5.1 A livello di committenza pubblica

  1. Definire una strategia di digitalizzazione coerente con le norme ISO e UNI.
  2. Acquisire o configurare un CDE certificato o conforme alla ISO 19650.
  3. Redigere il Capitolato Informativo per ogni procedura di gara.
  4. Formare o selezionare risorse BIM interne o in outsourcing.
  5. Monitorare i processi con strumenti di controllo e audit digitale.

5.2 A livello di operatori economici

  1. Rispondere al CI con un BIM Execution Plan (BEP) strutturato (pre e post-assegnazione).
  2. Adeguare i software e gli standard interni a quelli richiesti.
  3. Utilizzare un CDE interoperabile e garantire la tracciabilità.
  4. Adottare un sistema di gestione informativa (IMS) interno conforme alla ISO 19650-2.
  5. Gestire le consegne informatiche (deliverables) secondo il cronoprogramma MIDP.

Conclusioni

L’introduzione della norma ISO 19650 e l’adozione di un CDE strutturato non rappresentano solo una formalità tecnica, ma sono il fondamento per una gestione trasparente, efficiente e tracciabile dei progetti pubblici in ambito BIM.

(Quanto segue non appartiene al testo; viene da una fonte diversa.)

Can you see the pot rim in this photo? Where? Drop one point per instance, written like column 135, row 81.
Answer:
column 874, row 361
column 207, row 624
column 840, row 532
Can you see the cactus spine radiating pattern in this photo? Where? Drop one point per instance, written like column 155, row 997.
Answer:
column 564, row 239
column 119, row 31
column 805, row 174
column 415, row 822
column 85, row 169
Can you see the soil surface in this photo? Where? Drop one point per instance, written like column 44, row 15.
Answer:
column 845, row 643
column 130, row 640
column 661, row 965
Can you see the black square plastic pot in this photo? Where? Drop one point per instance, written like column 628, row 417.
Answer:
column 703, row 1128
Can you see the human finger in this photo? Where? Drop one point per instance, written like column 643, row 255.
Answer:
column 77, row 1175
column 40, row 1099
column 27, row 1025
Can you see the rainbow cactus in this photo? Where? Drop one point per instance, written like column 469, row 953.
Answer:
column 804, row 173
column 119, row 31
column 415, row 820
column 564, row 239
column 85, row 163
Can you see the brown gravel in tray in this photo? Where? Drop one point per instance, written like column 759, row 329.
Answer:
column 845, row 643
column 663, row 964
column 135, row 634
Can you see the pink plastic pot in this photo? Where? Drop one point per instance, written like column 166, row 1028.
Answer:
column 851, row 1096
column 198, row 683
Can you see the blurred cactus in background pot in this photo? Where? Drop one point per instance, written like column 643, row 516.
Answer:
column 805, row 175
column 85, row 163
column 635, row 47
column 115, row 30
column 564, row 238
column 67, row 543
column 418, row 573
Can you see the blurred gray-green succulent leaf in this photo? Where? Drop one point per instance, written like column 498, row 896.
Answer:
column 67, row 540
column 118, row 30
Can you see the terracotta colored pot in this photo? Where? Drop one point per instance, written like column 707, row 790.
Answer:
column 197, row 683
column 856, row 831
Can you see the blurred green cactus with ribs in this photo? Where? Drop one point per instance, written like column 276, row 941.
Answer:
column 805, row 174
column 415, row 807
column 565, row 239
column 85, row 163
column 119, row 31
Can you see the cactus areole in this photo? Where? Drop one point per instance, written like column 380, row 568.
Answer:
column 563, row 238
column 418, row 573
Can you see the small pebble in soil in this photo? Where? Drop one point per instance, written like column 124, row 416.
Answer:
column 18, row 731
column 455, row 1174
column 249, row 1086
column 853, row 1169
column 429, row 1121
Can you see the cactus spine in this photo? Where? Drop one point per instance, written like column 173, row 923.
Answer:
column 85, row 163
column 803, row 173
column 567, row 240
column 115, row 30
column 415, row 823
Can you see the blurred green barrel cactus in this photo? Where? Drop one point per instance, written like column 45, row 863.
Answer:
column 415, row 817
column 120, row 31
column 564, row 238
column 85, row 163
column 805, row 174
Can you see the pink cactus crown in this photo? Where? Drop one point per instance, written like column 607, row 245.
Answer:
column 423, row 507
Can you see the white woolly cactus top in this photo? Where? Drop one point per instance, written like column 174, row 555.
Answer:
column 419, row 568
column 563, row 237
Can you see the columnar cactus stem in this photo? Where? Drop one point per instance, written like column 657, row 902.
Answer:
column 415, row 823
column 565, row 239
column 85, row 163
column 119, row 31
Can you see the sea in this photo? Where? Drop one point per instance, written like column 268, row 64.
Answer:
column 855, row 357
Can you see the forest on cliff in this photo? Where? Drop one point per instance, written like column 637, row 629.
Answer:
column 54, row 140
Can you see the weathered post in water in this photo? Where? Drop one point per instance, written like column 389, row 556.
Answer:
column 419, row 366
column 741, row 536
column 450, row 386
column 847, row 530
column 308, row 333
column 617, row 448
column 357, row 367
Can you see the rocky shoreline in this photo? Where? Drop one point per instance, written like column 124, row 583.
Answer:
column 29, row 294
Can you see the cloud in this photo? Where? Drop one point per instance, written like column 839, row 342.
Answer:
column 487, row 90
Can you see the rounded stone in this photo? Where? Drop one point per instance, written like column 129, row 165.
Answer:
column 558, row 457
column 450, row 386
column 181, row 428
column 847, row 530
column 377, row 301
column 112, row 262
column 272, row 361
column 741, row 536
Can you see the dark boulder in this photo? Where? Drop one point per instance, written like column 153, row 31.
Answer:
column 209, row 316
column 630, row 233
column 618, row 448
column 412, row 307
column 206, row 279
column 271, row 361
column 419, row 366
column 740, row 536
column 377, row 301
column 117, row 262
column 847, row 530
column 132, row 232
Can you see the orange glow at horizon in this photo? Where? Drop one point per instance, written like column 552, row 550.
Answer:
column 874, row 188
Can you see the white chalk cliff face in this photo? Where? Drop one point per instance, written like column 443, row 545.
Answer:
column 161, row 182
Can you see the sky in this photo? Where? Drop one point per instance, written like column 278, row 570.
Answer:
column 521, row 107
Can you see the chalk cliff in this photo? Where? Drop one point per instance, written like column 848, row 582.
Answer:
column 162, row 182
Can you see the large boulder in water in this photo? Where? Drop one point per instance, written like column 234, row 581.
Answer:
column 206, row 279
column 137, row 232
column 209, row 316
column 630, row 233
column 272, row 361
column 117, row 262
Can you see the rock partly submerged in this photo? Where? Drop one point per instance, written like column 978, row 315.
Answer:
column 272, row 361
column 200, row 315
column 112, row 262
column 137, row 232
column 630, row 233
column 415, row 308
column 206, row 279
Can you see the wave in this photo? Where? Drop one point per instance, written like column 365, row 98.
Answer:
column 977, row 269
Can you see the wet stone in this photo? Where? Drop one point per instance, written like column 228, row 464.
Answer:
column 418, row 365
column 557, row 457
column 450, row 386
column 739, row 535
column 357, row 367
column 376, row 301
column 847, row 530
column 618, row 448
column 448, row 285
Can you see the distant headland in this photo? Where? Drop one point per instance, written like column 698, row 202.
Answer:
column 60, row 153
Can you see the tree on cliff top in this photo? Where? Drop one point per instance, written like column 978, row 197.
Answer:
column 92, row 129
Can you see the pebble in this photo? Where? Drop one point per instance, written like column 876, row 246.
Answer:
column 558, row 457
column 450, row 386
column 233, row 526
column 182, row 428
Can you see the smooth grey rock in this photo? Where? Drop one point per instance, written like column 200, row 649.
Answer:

L’adeguamento a tali requisiti non può essere improvvisato: richiede pianificazione, competenze e strumenti adeguati. Le stazioni appaltanti che si dotano di una infrastruttura informativa conforme alla ISO 19650 possono beneficiare di una maggiore qualità progettuale, riduzione degli errori e ottimizzazione dei costi lungo l’intero ciclo di vita dell’opera.